ALBANY, N.Y. (NEWS10) – As New York awaits final approval on the Marijuana Regulation and Taxation Act, some are wondering what would still be a crime when it comes to marijuana and what happens to those who were convicted for marijuana-related crimes in the past?

Legalizing recreational adult-use marijuana sounds straightforward, but the new MRTA law wouldn’t mean marijuana is legal under every circumstance. 

“You don’t want to be standing out on the street seemingly thinking it was okay to stand around and smoke marijuana because it won’t be,” Assembly Majority Leader Crystal Peoples-Stokes said.

Assembly Member Peoples-Stokes has spent the past 8 years working to pass a marijuana bill with a social equity aspect. However, she said it’s important to know there are still many boundaries to what is permitted. 

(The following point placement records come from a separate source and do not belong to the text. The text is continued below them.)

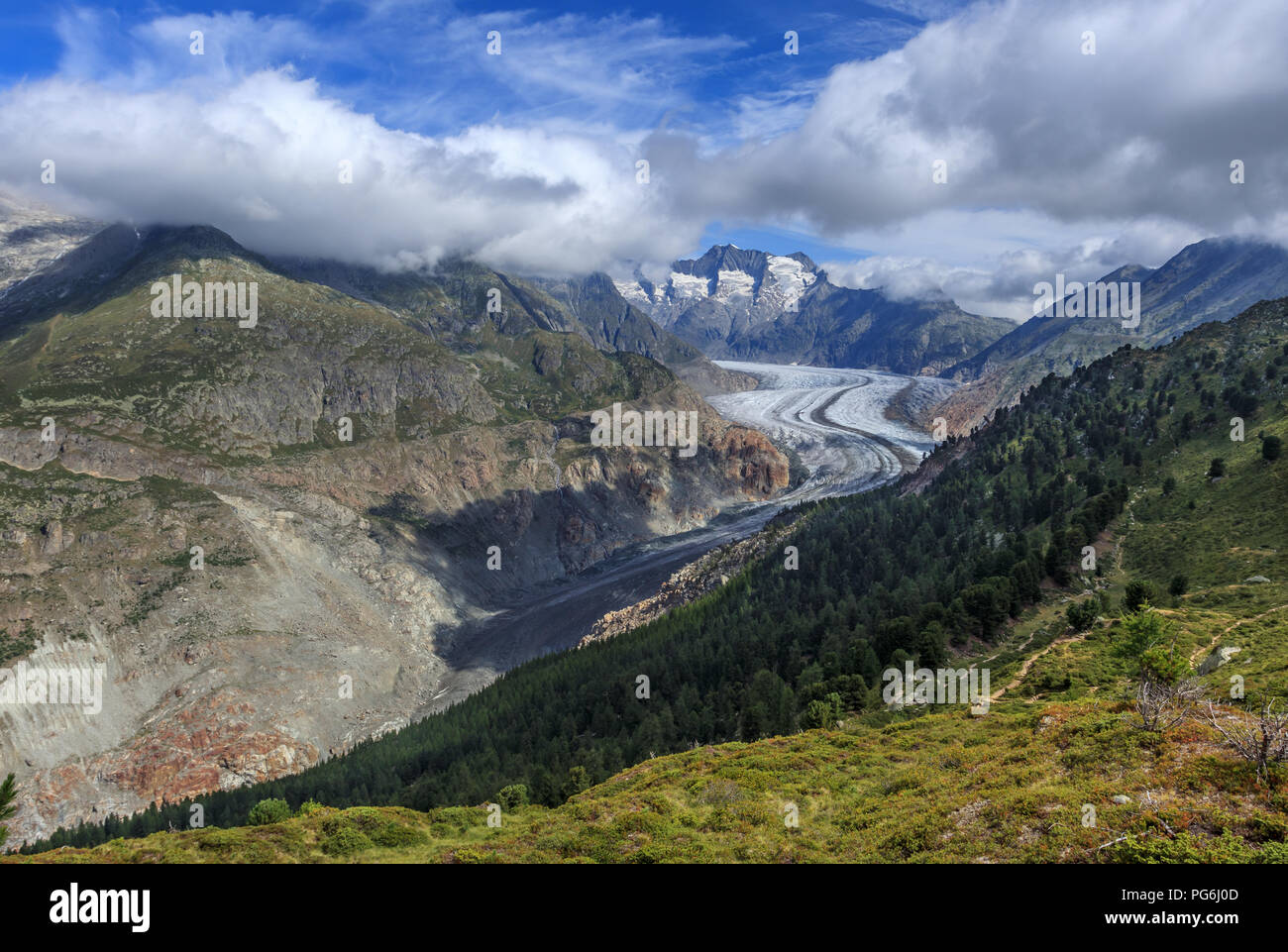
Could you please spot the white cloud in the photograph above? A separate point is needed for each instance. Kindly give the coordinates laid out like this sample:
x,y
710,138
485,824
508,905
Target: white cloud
x,y
1055,159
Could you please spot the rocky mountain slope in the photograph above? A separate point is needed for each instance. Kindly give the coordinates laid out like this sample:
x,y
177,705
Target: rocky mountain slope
x,y
268,537
31,237
750,305
1210,279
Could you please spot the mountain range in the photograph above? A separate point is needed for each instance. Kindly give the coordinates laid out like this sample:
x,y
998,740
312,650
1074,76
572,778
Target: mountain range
x,y
750,305
232,518
1211,279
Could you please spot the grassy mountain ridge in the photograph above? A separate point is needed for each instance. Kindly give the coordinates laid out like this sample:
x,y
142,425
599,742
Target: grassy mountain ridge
x,y
1211,279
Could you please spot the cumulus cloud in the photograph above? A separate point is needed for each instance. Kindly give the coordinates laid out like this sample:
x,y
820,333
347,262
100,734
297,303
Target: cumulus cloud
x,y
1055,159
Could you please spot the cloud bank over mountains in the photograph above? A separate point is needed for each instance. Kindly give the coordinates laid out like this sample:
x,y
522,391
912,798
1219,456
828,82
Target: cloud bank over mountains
x,y
1055,159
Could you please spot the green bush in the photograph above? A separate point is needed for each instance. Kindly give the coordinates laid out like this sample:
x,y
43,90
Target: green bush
x,y
269,811
513,797
344,841
397,835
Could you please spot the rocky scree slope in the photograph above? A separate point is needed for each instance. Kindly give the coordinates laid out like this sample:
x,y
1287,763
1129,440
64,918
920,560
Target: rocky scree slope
x,y
326,563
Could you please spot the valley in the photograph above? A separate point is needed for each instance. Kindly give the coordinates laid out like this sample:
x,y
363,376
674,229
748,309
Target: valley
x,y
833,417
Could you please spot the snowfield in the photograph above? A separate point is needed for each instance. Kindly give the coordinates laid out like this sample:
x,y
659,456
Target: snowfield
x,y
835,419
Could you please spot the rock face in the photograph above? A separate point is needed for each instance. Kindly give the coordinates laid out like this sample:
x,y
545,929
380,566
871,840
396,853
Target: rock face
x,y
183,515
1219,657
31,239
691,582
748,305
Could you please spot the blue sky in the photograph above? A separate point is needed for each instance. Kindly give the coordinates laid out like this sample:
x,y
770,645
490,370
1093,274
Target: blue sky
x,y
1057,159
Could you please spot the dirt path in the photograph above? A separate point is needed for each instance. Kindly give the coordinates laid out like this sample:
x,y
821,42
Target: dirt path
x,y
1203,652
1028,663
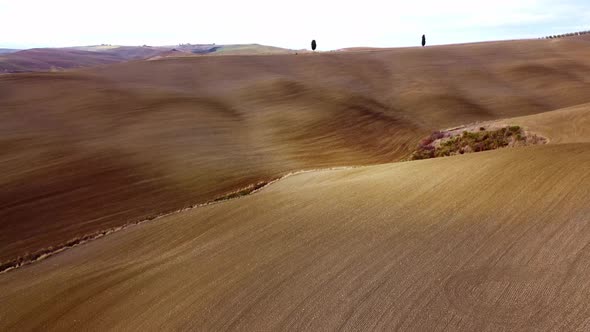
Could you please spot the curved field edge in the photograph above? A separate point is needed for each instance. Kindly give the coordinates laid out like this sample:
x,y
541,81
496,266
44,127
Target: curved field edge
x,y
91,149
48,252
399,246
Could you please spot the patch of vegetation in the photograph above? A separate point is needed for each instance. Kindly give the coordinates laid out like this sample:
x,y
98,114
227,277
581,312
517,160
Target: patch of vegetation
x,y
442,144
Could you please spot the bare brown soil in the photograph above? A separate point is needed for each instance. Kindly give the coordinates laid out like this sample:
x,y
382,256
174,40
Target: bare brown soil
x,y
472,242
488,241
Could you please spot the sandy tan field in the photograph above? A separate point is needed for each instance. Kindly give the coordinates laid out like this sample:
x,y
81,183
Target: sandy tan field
x,y
487,241
86,150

Like alcohol, you must 21 years of age to possess, display, purchase, transport, or obtain marijuana. If the bill is finalized, there would be no penalty for three ounces of cannabis or up to 24 grams of concentrated cannabis.

Additionally, New Yorkers will also be allowed to grow cannabis at home: Up to six plants for personal use, as long as only three of those plants are mature one time and there are no more than 12 plants per household. 

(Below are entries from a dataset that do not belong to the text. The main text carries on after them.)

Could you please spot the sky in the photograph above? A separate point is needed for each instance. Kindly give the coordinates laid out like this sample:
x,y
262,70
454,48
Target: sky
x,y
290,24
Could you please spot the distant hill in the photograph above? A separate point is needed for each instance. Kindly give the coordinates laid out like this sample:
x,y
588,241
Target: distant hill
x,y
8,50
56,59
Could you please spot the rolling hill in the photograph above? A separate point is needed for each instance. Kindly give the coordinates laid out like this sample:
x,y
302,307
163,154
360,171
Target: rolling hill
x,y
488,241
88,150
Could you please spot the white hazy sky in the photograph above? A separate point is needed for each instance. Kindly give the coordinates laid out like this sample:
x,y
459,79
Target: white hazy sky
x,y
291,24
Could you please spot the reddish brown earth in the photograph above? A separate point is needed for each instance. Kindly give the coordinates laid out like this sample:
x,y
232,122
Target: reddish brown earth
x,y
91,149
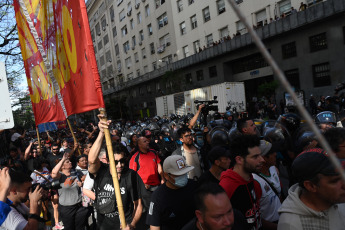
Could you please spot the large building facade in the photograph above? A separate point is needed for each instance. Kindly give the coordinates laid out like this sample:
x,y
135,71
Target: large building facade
x,y
150,48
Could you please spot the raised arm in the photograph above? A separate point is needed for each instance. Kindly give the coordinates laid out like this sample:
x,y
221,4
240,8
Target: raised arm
x,y
195,118
56,170
27,151
94,163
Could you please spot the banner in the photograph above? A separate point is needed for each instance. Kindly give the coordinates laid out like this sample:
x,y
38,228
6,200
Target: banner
x,y
59,59
50,126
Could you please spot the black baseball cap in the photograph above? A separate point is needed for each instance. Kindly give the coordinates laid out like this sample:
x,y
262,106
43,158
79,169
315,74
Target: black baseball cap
x,y
311,162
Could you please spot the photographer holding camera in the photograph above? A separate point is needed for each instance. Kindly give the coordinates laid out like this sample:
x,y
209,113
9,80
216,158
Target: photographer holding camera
x,y
14,214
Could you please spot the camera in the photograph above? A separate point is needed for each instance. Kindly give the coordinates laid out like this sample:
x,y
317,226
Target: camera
x,y
209,105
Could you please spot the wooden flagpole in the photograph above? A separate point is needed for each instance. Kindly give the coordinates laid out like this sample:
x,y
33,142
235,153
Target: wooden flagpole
x,y
113,171
74,138
39,140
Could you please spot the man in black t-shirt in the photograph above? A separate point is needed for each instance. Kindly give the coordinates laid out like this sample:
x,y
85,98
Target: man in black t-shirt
x,y
171,205
220,159
131,187
54,156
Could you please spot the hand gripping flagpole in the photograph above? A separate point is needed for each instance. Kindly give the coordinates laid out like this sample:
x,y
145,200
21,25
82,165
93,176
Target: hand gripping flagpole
x,y
278,72
113,171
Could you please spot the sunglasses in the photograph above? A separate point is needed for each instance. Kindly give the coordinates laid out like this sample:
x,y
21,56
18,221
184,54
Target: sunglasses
x,y
122,161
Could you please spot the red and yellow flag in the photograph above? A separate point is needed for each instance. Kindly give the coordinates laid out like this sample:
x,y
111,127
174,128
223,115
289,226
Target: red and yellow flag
x,y
59,59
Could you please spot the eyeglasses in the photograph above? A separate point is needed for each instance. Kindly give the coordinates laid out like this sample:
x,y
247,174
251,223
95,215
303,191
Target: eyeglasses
x,y
122,161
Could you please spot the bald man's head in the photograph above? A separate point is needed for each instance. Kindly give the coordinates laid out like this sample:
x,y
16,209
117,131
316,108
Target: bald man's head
x,y
143,144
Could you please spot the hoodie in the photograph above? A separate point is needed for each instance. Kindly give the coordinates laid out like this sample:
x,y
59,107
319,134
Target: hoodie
x,y
294,214
243,196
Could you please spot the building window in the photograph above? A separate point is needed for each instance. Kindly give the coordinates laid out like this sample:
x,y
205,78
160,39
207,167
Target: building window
x,y
126,46
124,31
179,5
104,23
293,78
108,56
117,50
289,50
321,75
122,15
164,41
143,53
318,42
209,40
212,71
251,62
119,66
147,10
285,7
261,18
98,29
193,22
149,29
200,75
221,6
141,35
112,14
114,32
131,22
102,61
185,51
148,88
136,57
183,28
139,17
93,35
128,62
159,3
206,13
240,28
188,78
133,42
196,46
152,48
141,90
100,45
223,32
105,39
162,20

But what abut New Yorkers who were charges with these crimes in the past? 

“The original decrim was only for one ounce and this new bill takes it up to three ounces,” Peoples-Stokes said.  

New York decriminalized marijuana in 2019, making possession of 2 ounces or less of marijuana a violation instead of a crime and making the expungement application process available for certain convictions.

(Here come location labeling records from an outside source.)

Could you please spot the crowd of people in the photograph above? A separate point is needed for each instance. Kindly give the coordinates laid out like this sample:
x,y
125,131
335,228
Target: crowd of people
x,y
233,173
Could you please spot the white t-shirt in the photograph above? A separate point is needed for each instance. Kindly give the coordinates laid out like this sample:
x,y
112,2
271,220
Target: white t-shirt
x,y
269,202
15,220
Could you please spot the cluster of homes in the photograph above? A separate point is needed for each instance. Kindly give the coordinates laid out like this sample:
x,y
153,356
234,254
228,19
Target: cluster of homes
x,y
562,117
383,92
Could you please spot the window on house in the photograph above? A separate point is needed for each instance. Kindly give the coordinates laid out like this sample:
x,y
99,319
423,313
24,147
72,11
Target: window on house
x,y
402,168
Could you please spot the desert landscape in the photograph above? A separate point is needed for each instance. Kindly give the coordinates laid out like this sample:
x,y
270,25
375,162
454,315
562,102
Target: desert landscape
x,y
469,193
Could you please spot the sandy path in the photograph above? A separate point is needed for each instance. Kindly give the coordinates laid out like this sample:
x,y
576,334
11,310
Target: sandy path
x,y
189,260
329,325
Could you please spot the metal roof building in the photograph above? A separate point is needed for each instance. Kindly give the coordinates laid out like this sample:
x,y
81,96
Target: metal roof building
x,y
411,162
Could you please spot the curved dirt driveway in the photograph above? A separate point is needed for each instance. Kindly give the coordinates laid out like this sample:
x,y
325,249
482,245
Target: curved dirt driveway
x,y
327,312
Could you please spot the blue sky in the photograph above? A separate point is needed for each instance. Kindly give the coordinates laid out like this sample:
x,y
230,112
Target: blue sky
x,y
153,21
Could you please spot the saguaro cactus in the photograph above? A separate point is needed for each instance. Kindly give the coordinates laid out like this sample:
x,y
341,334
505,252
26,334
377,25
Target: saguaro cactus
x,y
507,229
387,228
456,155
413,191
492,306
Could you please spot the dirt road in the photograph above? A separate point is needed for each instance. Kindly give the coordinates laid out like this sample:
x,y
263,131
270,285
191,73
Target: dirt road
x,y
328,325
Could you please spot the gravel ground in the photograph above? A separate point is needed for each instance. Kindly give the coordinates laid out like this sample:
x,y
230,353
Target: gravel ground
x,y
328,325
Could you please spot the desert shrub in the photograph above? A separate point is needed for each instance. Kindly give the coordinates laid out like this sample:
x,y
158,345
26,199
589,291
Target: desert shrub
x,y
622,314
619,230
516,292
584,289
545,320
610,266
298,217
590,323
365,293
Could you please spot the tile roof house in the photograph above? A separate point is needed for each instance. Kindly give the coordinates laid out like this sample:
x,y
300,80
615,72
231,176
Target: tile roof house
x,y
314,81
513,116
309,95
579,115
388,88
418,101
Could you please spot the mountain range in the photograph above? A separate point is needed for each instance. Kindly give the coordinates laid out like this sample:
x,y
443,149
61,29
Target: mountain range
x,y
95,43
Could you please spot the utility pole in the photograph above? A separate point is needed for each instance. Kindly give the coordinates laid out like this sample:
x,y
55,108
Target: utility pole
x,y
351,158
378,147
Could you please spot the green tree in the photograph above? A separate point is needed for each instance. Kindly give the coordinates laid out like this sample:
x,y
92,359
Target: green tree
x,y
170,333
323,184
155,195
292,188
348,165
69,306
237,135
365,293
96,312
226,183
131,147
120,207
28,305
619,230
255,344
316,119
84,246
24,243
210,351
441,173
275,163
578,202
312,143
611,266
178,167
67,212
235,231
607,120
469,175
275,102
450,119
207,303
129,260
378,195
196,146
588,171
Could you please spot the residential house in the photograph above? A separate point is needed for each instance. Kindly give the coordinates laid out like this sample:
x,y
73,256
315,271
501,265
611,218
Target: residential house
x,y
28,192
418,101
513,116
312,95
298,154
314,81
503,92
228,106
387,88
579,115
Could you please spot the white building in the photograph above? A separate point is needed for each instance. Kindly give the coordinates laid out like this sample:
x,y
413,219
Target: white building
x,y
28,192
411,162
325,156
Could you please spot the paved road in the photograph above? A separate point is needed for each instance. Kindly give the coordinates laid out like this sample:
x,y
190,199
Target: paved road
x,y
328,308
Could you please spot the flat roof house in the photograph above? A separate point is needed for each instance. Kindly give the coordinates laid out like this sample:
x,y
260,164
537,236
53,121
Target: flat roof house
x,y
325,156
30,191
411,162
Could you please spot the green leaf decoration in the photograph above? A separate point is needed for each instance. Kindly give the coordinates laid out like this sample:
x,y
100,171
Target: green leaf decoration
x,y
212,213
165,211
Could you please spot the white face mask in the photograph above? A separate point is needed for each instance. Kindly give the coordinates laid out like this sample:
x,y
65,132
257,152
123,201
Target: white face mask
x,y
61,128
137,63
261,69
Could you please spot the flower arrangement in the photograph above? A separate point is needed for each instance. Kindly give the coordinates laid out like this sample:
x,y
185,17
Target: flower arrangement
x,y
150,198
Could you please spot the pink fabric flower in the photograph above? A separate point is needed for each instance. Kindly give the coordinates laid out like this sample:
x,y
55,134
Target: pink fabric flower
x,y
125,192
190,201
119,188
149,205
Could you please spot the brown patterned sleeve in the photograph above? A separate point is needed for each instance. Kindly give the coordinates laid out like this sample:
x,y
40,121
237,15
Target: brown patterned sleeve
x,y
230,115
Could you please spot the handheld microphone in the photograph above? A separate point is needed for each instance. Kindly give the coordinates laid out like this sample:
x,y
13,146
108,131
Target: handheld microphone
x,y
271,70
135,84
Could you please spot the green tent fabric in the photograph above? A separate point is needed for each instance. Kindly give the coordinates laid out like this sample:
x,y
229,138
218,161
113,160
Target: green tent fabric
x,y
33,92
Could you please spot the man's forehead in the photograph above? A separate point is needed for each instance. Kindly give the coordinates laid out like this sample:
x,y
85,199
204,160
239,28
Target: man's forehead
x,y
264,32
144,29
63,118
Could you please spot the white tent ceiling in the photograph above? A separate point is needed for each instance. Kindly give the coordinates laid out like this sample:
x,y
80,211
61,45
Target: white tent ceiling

“So expungement being a possibility before didn’t mean it was going to be a reality,” Luke Grandis, State-wide Organizer for Vocal NY, said. “People are able to apply for their wrongful convictions to be uplifted, and those applications will sit there for 4 to 5 plus years.”

However, Grandis said the MRTA could be the law to change all that.

Grandis said those with previous marijuana convictions have been barred from the job market, and this new level of expungement through the MRTA would give them access to not only the economy but “their lives” as well.